Is God loving? The Bible says that God is love; however, it also portrays a God that floods the earth, takes the lives of the firstborn in Egypt, and lashes out time and again in His fury. How can a God of love be synonymous with the God of fury displayed in the Old Testament? Are we fools? “The fear of the Lord is the beginning of knowled≥ fools despise wisdom and instruction” (Pro 1:7). Twice in the Proverbs we’re told that the beginning of knowledge and wisdom is the fear of the Lord. Is it possible that we have become altogether ignorant simply because we’ve tossed out the Bible’s basic teaching on God’s fury? The Fury of God penetrates the paradox and shows that we cannot truly understand God’s love until we fully understand His fury.
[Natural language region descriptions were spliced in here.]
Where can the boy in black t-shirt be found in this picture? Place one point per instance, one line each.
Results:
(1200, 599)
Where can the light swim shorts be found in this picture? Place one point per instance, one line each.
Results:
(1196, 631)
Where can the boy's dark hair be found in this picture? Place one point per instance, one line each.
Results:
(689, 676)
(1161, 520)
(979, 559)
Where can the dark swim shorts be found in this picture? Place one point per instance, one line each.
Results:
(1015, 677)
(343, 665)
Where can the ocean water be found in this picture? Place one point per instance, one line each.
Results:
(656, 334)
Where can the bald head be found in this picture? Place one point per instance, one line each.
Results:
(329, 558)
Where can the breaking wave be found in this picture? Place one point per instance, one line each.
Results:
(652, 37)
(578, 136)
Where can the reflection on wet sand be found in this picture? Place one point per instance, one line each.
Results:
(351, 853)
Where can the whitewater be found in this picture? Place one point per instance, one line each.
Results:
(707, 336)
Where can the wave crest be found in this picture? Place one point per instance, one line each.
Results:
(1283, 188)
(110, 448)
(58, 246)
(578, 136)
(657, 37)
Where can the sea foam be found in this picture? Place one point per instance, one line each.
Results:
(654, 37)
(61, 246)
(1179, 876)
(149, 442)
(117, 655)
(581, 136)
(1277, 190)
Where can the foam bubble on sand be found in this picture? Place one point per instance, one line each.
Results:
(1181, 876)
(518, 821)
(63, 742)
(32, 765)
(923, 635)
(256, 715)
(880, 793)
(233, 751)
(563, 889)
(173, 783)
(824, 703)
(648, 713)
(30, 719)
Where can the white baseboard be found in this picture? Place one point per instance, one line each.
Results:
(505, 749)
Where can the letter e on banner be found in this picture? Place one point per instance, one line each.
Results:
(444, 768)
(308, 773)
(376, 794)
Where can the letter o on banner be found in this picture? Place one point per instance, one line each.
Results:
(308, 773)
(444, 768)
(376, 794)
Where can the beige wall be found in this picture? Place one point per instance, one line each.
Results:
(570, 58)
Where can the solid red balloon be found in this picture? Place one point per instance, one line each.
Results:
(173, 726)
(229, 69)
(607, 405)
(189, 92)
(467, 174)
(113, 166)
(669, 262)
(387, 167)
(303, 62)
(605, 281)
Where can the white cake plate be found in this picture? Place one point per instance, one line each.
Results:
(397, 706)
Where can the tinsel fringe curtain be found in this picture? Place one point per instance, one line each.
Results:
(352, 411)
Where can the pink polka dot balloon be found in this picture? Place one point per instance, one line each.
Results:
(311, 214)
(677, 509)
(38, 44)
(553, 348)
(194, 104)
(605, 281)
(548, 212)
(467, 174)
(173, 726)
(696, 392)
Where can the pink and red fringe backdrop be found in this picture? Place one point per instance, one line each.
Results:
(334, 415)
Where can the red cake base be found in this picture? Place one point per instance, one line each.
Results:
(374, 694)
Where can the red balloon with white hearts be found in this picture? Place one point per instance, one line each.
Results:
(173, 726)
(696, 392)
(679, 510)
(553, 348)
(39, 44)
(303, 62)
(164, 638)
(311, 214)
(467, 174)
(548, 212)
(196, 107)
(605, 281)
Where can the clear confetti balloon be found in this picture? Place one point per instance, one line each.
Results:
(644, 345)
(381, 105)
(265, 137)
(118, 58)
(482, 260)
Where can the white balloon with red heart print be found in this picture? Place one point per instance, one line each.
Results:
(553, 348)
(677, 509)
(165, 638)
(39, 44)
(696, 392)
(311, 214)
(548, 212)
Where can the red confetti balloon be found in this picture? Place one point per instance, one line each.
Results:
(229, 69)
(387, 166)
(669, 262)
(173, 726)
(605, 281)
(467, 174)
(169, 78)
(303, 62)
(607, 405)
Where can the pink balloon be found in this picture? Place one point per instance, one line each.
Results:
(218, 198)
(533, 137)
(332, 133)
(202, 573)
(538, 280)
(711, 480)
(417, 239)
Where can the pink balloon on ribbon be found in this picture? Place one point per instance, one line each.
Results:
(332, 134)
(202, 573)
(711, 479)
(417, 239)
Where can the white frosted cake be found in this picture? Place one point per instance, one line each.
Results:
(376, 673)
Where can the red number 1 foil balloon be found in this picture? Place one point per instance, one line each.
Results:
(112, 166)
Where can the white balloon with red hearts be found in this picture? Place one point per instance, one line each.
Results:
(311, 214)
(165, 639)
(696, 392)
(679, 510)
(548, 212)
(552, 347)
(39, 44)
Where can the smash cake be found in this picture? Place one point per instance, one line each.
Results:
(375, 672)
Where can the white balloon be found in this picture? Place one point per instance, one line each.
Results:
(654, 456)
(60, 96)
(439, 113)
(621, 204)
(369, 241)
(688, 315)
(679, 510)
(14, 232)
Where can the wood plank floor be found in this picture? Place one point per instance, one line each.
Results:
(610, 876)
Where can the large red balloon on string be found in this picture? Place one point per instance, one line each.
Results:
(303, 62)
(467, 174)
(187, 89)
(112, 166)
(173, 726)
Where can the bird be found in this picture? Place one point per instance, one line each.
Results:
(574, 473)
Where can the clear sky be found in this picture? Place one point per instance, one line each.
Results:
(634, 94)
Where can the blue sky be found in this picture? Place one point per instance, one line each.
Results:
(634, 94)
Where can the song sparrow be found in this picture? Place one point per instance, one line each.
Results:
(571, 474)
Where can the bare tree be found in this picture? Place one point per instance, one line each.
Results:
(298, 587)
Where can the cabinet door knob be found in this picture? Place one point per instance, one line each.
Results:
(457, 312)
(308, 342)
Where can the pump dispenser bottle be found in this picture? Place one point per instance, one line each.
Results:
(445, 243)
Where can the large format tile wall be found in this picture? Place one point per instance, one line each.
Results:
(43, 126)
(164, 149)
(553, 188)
If believers today are truly abiding in God’s Word, they will come face-to-face with the fury of God, and its truth will bring satisfaction to their souls. God’s people must know the truth. They longingly desire it. The truth is that our God is a consuming fire. He is a jealous God. He is a holy God. He is an unchanging God. He is a triune God. Our God is a God of fury. It is that God, the God of the Scriptures, whom I hope to resurrect in the hearts and minds of His people with this book.